Solo con el tiempo, mucho tiempo después, vas descubriendo
que las líneas de la cara de los Rosablanca no son como tu las recordabas. La
memoria, como la televisión, no tiene quinta dimensión y vemos todo más
redondo, personas más gruesas, rostros más amables, sonrisas abiertas. Y con
esa imagen te duermes cada noche que echas de menos los ratos en Villanueva del
Rey. Porque solo fueron ratos. Los que consigues dejar prendido como imprescindibles
porque ya se han enraizado en tu propio ser; ratos que acuden solo de vez en
cuando como una gasa blanca atravesando la plaza de la fuente; ratos que
identificas con la sonrisa bajo un cántaro o la humedad de Los Nogueros a tus
pies. De esos ratos vas tirando para crear una leyenda indiscutible, imaginada
en la mayoría de sus partes porque el tiempo ya se la debería haber carcomido,
pero viva aún porque te aferras a esa parte de vida inmaterial que son los
recuerdos.
A este Francisco Romero, dueño del Café Español, le faltaba
el caballo rucio del Quijote para que la luz de la calle se estrellase contra
los brillos del chaleco gris, de la cazadora gris, del perfil pálido, de la
mirada que engaña a quien le mira. Sólo la tímida sonrisa que dibujaba en su
cara de cuando en cuando se salía de esa imagen trazada con tiralíneas fino como un corte de cuchilla de afeitar. Era
así, silencioso, con un poco de peso en la espalda, el pelo canoso y la cara
abriendo camino. Comiendo aquellas albóndigas con caldo de jamón, le miraba, me
miraba, nos estudiábamos, acercaba la mano a la mía, me daba una palmada en
silencio y continuábamos sorbiendo el caldo de la tita Julia.
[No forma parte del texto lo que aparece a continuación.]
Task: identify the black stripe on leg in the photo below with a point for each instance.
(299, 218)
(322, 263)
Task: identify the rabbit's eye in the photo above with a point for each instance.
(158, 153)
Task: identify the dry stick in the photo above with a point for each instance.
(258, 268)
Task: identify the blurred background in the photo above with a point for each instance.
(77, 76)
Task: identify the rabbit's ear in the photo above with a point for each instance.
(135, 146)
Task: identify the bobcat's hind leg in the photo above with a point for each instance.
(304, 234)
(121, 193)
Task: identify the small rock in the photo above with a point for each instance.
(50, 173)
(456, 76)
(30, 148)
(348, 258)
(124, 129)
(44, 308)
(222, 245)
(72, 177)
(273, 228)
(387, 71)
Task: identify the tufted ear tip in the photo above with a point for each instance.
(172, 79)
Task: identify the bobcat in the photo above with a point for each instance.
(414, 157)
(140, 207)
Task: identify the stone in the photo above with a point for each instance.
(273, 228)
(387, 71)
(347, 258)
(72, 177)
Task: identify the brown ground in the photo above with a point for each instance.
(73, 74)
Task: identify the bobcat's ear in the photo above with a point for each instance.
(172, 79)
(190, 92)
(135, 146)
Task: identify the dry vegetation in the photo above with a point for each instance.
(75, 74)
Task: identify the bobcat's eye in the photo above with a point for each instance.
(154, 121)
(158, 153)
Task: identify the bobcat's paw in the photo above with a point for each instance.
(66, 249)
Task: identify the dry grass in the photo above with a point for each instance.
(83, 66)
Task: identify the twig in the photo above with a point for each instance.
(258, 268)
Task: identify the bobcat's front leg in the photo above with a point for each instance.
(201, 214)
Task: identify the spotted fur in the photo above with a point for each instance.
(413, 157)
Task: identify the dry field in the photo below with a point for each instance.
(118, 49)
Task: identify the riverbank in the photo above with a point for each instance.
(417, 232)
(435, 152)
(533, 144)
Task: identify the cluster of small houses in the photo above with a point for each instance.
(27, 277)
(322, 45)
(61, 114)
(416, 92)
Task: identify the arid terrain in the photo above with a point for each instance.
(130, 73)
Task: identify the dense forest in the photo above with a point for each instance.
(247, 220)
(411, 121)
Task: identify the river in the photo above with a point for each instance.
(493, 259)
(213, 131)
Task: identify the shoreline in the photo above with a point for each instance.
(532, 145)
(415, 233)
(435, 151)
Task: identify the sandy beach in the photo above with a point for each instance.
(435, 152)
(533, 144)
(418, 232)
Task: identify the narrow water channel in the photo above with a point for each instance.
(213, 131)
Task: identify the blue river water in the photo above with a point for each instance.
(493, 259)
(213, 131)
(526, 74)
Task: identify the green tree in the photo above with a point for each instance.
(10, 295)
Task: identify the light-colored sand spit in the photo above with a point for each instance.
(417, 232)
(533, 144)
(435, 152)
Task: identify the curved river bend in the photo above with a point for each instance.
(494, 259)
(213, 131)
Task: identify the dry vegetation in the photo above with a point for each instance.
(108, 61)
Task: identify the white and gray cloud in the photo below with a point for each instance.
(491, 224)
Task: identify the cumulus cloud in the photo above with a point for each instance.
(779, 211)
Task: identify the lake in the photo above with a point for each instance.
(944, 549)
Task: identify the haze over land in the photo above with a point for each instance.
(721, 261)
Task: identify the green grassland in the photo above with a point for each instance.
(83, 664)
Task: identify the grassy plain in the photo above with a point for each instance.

Su hermano Antonio Romero, el otro Rosablanca, se me quedó clavado en aquella silla de la sala, junto
al televisor tapado con un paño gris. El traje marrón era la única nota de
color ante mis ojos en aquella mañana de sorpresas. El abuelo Antonio había
venido de visita a casa de su hijo Paco. Mi madre se sentó con él en la mesa
cuadrada, le puso café de recuelo del Casino y un trozo de la torta de anises
que él traía. Me di cuenta de que los años le habían ido tallando los pómulos y
achicado los ojos entre las bolsas de piel.
Sonreía aquella mañana en la que no
sabíamos qué preguntar ni qué decir. Teníamos tan poco tiempo para descubrirnos
que se nos fue el rato en sonreirnos.
He sabido después, como siempre ocurre, más cosas de él sin
pretenderlo, o tal vez sin ser consciente de que lo buscaba. Pero, cuando murió
y nos llegó aquel sofá verde como herencia, siempre sentí el frío del skay bajo
mis piernas y la calidez de su sonrisa desde aquel rincón entre la televisión y
una puerta por la que la felicidad entraba y salía tan de improviso.